3. Don’t Wait, Anticipate:
Related to the first tip, this means capturing the right customer data to anticipate the needs of individual customers or customer segments. Again, this requires a sophisticated cross-channel understanding of your customers in order to make it quick and easy for them to do business with you. For example, a leading telecom company determined that about a third of customers making a payment via IVR followed that interaction by checking their account balance using their mobile device. Proactively sending their new, updated account balance via SMS Text / Email would have delighted customers while at the same time eliminating an additional contact. Similarly, if you know that certain customers always prefer a certain interaction channel for certain interactions, offer it as a default option.

4. Be Wary of Channel-Specific Metrics:
Good internal metrics don’t necessarily mean that it’s good for customers or the business as a whole. Look at the big picture to truly understand the overall impact of operations, processes, and policies. For one telecom company, customer satisfaction with the automated IVR dropped, resulting in the incorrect assumption that the application had gone “out of tune.” However, after linking the Customer Satisfaction scores with the interactions, the company quickly learned that the drop in customer satisfaction was in fact due to higher service restoration times for customers with outages and had nothing to do with the IVR.

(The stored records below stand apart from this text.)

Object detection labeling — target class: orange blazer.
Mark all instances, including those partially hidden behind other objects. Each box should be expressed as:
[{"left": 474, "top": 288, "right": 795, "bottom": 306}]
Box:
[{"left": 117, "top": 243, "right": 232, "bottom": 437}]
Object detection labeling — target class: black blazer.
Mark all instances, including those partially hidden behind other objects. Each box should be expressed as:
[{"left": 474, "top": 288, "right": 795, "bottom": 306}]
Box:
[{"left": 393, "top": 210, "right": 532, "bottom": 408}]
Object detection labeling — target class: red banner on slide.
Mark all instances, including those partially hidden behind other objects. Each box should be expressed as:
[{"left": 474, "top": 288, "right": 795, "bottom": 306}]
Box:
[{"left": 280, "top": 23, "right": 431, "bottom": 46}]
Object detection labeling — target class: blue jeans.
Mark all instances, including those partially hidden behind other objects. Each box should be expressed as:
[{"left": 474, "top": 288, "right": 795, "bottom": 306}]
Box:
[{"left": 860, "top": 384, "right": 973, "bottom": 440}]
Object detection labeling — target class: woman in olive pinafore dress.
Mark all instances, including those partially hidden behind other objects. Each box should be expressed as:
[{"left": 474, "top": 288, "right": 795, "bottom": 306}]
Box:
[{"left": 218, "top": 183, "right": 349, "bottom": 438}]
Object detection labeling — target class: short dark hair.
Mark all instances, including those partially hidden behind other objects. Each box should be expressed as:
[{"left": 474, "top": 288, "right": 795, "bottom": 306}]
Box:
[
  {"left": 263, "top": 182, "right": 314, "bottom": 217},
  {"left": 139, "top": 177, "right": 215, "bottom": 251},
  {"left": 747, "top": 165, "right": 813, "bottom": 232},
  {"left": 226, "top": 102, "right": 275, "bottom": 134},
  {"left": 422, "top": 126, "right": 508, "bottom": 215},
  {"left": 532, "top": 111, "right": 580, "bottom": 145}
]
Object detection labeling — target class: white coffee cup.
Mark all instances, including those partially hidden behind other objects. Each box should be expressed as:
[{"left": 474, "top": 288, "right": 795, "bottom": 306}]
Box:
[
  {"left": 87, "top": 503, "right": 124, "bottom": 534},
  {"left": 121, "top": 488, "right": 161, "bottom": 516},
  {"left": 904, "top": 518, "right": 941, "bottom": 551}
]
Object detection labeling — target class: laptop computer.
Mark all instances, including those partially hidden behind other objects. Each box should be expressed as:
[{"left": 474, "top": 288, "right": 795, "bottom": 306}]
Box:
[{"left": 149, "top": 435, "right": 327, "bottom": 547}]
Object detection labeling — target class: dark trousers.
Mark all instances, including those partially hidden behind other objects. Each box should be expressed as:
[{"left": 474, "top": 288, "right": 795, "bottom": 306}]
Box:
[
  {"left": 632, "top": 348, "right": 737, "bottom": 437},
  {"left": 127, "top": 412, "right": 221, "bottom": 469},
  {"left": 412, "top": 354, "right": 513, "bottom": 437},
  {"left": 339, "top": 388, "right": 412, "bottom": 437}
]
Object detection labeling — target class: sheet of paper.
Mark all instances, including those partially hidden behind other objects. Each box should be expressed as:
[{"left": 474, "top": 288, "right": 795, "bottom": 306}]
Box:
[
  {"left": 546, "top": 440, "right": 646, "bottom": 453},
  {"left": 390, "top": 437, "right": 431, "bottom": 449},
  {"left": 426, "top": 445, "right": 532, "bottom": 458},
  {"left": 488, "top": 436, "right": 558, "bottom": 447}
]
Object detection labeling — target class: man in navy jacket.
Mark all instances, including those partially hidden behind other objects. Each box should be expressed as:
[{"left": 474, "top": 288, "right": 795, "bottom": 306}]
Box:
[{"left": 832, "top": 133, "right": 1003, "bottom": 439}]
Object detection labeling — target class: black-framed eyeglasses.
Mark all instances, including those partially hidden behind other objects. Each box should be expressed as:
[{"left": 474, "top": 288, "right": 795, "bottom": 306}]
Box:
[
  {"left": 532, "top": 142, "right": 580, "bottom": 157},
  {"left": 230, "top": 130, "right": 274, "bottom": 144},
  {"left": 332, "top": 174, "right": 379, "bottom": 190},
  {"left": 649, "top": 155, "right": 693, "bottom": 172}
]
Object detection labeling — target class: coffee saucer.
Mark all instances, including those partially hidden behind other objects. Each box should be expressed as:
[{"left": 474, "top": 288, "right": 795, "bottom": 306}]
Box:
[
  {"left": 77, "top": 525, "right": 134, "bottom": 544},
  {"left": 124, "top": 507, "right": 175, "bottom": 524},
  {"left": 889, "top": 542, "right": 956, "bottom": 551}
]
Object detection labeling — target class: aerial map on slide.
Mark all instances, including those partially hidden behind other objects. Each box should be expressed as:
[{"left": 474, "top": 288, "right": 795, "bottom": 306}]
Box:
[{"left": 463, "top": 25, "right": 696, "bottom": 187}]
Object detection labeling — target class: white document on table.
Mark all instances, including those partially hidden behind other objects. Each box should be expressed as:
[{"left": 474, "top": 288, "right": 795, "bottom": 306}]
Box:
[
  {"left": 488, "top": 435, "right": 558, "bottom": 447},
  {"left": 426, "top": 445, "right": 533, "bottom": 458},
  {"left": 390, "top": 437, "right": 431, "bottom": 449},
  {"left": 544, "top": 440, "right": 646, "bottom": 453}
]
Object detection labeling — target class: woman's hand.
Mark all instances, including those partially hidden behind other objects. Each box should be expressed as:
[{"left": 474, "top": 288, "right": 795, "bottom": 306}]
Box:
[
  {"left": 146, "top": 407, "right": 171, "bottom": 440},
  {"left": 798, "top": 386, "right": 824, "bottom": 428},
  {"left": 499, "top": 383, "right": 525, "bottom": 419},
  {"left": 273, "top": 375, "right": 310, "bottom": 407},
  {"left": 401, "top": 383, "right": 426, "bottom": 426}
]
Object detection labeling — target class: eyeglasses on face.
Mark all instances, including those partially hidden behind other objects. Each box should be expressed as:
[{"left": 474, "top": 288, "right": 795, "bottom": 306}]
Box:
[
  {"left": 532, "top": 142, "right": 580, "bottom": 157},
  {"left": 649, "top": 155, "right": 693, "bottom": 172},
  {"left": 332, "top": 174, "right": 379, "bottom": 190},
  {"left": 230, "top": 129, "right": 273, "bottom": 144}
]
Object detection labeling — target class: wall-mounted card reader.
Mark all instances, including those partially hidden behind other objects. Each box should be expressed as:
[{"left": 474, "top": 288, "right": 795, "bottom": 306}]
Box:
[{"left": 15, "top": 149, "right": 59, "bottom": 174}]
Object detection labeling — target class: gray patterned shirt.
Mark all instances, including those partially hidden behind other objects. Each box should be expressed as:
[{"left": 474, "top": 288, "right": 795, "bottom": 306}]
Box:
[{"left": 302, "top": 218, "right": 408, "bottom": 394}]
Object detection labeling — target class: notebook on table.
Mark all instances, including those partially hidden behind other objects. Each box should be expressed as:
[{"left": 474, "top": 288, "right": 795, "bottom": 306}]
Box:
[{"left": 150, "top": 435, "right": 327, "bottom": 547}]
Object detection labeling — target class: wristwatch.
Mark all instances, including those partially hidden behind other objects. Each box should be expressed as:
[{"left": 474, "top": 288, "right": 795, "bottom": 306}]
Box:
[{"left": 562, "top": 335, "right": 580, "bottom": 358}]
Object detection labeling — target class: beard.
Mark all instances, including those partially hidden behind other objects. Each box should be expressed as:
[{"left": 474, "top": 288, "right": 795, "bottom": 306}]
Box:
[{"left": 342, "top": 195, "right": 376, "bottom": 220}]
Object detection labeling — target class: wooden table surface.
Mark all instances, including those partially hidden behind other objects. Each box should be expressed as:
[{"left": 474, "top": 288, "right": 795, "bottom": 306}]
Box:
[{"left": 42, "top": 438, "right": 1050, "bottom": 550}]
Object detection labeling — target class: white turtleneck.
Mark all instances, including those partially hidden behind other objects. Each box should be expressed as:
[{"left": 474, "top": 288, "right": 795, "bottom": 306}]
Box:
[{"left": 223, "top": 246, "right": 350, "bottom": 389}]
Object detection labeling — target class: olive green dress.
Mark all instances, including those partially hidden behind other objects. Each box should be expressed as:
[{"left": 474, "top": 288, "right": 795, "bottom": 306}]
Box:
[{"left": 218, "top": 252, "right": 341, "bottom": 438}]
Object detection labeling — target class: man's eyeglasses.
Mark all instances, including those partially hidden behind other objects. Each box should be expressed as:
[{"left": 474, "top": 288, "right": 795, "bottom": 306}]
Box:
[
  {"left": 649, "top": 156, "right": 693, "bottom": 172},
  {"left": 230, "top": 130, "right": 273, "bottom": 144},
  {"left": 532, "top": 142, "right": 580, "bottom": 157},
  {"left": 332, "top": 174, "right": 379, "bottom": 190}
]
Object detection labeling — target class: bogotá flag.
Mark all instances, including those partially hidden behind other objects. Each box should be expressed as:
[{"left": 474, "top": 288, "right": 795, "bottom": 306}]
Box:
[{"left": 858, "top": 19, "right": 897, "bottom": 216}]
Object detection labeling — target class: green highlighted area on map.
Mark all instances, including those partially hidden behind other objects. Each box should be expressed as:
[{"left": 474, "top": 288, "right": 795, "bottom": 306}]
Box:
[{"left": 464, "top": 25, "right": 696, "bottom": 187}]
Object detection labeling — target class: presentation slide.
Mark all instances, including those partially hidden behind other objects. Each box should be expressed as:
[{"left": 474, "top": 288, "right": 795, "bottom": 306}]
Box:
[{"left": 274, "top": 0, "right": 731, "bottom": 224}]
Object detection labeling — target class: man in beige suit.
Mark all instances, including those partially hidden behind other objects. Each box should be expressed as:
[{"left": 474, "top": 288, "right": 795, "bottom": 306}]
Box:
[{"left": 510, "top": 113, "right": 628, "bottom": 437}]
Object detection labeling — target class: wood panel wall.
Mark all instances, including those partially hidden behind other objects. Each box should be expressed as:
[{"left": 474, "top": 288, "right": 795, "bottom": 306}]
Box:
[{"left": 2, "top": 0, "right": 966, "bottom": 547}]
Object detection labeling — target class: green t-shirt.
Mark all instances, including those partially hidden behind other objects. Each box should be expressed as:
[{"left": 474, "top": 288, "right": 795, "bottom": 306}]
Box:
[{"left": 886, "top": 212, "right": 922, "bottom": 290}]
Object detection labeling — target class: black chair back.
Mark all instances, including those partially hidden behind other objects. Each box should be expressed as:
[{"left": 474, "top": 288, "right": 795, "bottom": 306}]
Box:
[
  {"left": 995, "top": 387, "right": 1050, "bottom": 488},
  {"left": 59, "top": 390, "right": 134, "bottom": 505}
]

5. Strive For “First Experience Resolution”:
In the contact center, we know that “first contact resolution” is a key metric. But how well are you doing across all of your channels? A customer might try to resolve an issue or complete a transaction by first logging on to their account from their computer or BlackBerry, before later calling into your contact center to speak with a live agent. How do individual customers navigate through your service delivery system? Where are the gaps in your customer experience? A leading telecom company found that customers were searching in vain for product support help online before eventually abandoning their search and picking up the phone to speak with a live agent. By focusing on quick issue resolutions and constantly being on the lookout for opportunities to simplify and streamline customer-facing processes you’ll go a long way to winning over the hearts and minds of your customers.